The Eastern States Union had a Premier, a Chief Secretary, a joint police force and a court of appeal, but it had no legislature. The union selected Raipur as its capital and quickly took the cause of building a dam on the Indravati River in Kalahandi. However, some of the larger states such as Mayurbhanj and Bastar, as well as some minor ones, opted not to join the common effort.
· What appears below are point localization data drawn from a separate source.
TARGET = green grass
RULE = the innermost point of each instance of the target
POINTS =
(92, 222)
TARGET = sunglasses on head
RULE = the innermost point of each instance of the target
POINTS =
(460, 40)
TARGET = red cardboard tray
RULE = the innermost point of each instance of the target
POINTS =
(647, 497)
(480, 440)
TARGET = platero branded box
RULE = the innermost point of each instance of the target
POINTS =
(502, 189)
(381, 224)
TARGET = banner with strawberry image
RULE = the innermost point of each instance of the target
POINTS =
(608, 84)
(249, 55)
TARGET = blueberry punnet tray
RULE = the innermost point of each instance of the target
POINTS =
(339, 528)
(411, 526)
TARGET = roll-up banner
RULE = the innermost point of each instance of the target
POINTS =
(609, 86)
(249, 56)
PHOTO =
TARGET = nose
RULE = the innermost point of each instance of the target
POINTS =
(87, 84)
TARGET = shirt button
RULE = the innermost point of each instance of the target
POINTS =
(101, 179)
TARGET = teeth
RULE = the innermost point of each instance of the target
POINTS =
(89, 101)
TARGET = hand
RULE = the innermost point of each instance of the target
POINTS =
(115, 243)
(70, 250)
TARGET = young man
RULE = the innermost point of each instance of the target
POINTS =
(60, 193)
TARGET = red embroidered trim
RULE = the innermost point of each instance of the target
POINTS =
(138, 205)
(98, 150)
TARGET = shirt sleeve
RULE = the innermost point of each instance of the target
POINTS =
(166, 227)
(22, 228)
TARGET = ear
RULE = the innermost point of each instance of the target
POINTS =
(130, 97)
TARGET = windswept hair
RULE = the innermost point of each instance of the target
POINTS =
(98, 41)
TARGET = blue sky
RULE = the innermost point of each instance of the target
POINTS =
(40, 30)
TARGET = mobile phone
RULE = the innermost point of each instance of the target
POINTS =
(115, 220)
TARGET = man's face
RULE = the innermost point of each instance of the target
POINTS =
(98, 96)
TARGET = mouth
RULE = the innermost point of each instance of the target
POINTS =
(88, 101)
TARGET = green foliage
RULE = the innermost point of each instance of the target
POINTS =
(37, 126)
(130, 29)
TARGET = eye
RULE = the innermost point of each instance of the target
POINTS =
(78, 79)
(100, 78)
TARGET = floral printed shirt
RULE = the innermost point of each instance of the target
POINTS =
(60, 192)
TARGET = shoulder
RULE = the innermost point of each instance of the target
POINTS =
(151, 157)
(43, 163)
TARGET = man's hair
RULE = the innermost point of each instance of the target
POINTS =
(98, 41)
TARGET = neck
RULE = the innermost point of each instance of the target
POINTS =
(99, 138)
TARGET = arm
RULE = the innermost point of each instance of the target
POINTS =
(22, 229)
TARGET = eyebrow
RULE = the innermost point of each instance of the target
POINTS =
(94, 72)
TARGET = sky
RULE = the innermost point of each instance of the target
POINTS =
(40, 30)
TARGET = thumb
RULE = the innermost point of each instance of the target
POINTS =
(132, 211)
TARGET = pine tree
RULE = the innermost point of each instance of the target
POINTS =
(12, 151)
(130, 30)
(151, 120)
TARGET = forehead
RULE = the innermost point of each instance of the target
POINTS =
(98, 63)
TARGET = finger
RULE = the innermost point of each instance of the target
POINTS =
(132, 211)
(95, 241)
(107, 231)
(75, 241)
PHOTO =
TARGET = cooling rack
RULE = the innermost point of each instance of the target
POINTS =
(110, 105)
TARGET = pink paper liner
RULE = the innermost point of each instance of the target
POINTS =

== Demise and successor states ==
In the end the Eastern States Union proved an administrative failure and, following intense Praja Mandal movement agitations in Hindol, Nilgiri, Dhenkanal and Talcher in December 1947, it was dissolved early in 1948.

The states that had formed the union then became part of the newly established states of Orissa, Bihar and Madhya Pradesh.

Following the demise of the Eastern States Union the states that became part of Orissa (now Odisha) were Gangpur, Bonai, Bamra, Keonjhar, Rairakhol, Sonepur, Athmallik, Pal Lahara, Talcher, Patna, Baudh, Dhenkanal, Hindol, Daspalla, Narsinghpur, Baramba, Athgarh, Tigiria, Nayagarh, Ranpur and Kalahandi.

Kharsawan and Seraikela, joined Bihar in May 1948.

The states that became part of Madhya Pradesh were Changbhakar, Koriya, Surguja, Jashpur, Udaipur, Raigarh, Sarangarh, Kawardha, Khairagarh, Nandgaon and Kanker. Since 2000 most of the areas of the former princely states in eastern Madhya Pradesh belong to the state of Chhattisgarh.